Epilepsy may be drug-resistant in a third of patients necessitating alternative treatments, such as surgery. Among refractory epilepsy patients, the most common etiologies are tumors and focal cortical dysplasia (FCD). Surgical management of tumor-related epilepsy has one of the highest rates of seizure freedom, whereas FCD represents some of the lowest success rates in epilepsy treatment. This study investigates the pre-operative characteristics associated with differences in postsurgical seizure outcomes in patients with FCD and tumors. We completed a retrospective cross-sectional review of epilepsy surgery patients with tumors (n = 29) or FCD (n = 44). Participants had a minimum medical follow-up at least 6 months after surgery (FCD M = 2.1 years; Tumors M = 2.0 years). Patients with FCD trended toward an earlier age of onset (t = -4.19, p = 0.058) and longer epilepsy duration (t = 3.75, p < 0.001). Epilepsy surgery is highly effective in reducing seizures in patients with FCD or tumors with over 70 % of all patients achieving seizure freedom. We found a higher rate of seizure freedom in patients with tumors than FCD, but this difference did not reach significance (79 vs. 66 %). Predictive factors of outcomes for FCD and tumors differ. Findings indicate that diagnostic tests may be differentially sensitive to patients with tumors, and future research is needed.

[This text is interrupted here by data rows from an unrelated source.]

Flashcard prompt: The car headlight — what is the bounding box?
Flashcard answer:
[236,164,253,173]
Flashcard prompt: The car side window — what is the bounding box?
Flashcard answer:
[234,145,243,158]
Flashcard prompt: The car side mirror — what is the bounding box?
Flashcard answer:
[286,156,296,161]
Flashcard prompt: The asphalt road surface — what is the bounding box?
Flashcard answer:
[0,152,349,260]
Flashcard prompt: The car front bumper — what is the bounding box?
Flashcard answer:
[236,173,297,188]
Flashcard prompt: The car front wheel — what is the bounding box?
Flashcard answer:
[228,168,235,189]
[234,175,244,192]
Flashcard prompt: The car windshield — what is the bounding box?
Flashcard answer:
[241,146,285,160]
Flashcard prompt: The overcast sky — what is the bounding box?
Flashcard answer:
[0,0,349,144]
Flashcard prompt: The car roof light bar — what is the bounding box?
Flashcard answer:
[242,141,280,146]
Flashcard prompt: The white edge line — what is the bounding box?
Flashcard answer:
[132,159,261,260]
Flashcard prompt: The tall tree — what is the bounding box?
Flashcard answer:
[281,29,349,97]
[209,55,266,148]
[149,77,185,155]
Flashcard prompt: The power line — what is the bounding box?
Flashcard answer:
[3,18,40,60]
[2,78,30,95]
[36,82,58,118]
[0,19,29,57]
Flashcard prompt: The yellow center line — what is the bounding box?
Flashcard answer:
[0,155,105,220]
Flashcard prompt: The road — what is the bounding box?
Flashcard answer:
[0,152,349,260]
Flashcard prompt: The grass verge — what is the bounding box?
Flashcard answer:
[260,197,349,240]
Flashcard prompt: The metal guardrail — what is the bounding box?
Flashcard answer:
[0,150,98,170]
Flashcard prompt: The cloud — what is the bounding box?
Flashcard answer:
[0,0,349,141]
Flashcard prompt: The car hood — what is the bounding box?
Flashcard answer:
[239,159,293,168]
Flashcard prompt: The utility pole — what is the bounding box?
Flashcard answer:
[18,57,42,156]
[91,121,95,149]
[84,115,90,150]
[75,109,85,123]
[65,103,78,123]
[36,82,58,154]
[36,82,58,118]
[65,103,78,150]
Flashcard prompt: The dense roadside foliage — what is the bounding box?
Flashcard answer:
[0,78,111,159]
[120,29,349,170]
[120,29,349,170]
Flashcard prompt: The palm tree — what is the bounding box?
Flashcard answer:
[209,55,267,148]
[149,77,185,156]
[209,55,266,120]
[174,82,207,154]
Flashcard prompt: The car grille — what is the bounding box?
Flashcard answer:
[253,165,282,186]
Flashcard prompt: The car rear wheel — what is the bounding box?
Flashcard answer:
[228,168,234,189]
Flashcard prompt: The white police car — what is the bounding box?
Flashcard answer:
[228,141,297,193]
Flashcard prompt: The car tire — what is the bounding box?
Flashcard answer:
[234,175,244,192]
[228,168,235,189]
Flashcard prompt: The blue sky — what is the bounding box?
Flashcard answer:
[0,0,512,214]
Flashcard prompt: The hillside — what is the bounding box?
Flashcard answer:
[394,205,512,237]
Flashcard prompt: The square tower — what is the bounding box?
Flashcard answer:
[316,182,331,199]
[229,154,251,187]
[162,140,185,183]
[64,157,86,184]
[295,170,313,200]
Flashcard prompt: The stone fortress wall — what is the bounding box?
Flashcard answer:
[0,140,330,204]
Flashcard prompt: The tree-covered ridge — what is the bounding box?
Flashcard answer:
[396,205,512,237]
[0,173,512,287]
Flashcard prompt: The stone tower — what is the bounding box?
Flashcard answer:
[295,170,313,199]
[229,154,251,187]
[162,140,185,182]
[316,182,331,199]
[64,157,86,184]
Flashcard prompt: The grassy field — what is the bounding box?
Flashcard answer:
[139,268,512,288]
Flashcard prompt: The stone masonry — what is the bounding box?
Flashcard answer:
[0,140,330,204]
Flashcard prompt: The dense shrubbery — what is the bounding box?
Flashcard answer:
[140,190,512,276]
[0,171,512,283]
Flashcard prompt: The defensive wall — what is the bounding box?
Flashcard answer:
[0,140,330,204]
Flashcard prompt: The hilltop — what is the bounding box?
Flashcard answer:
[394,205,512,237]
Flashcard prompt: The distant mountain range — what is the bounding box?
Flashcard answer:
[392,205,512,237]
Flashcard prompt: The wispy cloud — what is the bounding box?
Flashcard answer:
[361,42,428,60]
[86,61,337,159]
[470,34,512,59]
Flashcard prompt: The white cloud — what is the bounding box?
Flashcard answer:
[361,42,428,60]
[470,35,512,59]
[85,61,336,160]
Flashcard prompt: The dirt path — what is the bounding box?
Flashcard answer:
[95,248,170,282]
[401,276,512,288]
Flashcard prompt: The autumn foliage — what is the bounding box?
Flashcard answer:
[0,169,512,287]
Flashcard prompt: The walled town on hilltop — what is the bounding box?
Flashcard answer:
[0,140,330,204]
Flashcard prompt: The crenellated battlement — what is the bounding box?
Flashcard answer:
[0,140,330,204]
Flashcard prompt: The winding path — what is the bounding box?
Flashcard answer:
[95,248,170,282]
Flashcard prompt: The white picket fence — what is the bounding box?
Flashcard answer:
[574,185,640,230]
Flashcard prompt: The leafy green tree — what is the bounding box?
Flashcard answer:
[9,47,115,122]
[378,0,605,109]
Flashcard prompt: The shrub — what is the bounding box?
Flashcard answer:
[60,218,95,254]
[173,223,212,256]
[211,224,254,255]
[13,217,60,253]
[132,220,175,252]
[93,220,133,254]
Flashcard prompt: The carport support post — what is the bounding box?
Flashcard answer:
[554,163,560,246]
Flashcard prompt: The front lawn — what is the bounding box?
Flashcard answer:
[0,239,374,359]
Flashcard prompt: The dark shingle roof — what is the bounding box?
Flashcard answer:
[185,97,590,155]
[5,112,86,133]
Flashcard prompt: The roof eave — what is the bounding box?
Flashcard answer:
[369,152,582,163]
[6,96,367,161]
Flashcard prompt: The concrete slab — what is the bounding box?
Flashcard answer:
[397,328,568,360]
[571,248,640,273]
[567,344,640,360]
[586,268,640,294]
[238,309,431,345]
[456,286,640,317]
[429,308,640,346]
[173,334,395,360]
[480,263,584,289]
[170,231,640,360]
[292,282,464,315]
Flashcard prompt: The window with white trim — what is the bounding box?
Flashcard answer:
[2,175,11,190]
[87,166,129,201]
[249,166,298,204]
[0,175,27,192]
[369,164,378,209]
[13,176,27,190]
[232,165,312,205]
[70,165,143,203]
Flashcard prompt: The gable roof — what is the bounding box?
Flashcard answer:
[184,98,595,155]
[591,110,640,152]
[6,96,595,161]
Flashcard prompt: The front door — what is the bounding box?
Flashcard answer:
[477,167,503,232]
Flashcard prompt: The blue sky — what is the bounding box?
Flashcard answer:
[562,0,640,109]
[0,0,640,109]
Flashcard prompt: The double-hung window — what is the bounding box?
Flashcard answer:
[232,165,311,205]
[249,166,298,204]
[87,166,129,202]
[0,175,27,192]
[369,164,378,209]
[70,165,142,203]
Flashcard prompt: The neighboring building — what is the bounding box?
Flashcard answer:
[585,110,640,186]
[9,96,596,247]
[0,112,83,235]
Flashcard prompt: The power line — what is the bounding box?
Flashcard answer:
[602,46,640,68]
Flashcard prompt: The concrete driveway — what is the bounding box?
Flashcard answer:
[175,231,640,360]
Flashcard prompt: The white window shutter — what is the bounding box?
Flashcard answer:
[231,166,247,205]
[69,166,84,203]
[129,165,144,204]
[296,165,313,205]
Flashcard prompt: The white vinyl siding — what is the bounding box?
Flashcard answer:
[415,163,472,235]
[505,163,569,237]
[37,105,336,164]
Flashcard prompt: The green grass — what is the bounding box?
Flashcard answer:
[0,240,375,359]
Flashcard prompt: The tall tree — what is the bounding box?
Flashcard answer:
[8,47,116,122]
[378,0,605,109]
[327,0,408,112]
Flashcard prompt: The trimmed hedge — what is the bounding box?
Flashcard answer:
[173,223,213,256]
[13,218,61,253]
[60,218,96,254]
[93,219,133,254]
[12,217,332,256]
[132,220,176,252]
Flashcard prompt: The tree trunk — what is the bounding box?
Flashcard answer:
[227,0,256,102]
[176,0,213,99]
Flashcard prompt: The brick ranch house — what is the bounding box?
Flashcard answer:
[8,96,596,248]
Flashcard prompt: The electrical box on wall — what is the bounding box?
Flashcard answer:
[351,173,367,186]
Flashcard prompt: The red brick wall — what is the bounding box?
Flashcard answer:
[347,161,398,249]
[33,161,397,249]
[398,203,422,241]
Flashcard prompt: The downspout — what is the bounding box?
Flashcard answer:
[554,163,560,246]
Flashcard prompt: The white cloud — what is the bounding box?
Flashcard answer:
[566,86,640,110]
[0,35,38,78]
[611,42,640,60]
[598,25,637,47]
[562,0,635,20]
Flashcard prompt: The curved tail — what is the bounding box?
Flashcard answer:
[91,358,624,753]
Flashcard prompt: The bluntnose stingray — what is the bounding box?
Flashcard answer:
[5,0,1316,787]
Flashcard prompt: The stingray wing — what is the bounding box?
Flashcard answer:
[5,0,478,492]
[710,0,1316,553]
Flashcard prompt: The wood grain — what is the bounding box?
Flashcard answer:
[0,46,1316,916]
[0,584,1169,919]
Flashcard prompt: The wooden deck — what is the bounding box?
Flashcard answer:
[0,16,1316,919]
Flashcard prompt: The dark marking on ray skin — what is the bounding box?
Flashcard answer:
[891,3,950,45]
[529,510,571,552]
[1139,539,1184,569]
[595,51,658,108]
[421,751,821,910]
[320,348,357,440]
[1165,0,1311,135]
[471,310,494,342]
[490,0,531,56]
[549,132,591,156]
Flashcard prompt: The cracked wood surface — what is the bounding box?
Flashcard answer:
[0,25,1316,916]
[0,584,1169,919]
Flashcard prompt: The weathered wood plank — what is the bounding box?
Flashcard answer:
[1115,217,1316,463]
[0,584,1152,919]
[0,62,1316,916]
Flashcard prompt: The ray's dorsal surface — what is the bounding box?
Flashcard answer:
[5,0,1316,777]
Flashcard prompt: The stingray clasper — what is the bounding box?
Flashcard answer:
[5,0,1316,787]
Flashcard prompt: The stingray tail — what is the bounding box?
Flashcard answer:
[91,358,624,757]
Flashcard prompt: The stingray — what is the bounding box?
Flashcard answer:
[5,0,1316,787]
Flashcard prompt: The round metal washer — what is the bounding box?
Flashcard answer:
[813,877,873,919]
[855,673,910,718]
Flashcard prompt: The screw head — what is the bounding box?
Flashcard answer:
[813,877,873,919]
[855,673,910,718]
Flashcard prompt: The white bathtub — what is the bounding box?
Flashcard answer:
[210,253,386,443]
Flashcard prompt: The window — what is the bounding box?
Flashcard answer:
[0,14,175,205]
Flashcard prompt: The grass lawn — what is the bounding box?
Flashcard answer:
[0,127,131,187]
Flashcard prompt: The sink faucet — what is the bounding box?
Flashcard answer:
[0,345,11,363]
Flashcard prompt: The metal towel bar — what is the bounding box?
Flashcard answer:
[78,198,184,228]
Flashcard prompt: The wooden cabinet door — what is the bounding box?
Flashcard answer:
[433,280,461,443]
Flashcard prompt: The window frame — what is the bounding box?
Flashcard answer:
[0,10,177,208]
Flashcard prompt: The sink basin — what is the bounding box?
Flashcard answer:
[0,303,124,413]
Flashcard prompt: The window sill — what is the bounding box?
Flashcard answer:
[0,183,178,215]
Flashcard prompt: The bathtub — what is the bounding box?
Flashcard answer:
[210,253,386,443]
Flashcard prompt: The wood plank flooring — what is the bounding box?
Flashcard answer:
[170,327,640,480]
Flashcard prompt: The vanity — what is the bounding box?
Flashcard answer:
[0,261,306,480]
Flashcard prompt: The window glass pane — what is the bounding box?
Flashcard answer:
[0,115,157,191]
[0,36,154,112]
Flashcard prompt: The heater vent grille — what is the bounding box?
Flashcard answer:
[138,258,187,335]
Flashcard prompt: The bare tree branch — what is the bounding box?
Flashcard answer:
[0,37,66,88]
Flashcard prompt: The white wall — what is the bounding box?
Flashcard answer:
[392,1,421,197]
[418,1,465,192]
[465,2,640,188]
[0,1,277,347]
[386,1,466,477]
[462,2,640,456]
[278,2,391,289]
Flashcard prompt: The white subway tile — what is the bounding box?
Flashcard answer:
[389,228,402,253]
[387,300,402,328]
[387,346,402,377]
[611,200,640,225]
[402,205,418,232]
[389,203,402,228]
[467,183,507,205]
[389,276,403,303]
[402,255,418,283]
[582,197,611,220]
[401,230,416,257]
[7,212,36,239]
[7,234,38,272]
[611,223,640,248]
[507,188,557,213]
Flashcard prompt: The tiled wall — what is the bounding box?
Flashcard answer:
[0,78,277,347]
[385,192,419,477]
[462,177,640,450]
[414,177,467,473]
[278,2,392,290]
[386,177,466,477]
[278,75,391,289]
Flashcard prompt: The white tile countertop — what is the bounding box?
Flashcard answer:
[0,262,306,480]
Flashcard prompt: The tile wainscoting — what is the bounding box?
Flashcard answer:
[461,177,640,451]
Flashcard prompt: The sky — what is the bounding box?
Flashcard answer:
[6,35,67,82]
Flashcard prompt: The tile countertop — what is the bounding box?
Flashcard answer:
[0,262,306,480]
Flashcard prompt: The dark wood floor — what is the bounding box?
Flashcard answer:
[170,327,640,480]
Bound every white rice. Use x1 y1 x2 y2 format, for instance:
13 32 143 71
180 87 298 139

三分之一的癫痫患者可能对药物产生耐药性,因此需要采用手术等替代治疗方法。在难治性癫痫患者中,最常见的病因是肿瘤和局灶性皮质发育不良(FCD)。肿瘤相关癫痫的手术治疗是癫痫无发作率最高的治疗方法之一,而局灶性皮质发育不良则是癫痫治疗中成功率最低的治疗方法之一。本研究调查了与 FCD 和肿瘤患者术后癫痫发作结果差异相关的术前特征。我们对患有肿瘤(29 人)或 FCD(44 人)的癫痫手术患者进行了回顾性横断面回顾。参与者在术后至少接受了 6 个月的医学随访(FCD M = 2.1 年;肿瘤 M = 2.0 年)。FCD患者的发病年龄趋于提前(t = -4.19,p = 0.058),癫痫持续时间趋于延长(t = 3.75,p <0.001)。癫痫手术对减少 FCD 或肿瘤患者的癫痫发作非常有效,超过 70% 的患者都能摆脱癫痫发作。我们发现肿瘤患者的癫痫无发作率高于 FCD 患者,但这一差异并不显著(79% 对 66%)。FCD和肿瘤的预后因素不同。研究结果表明,诊断测试对肿瘤患者的敏感性可能有所不同,因此需要进行进一步的研究。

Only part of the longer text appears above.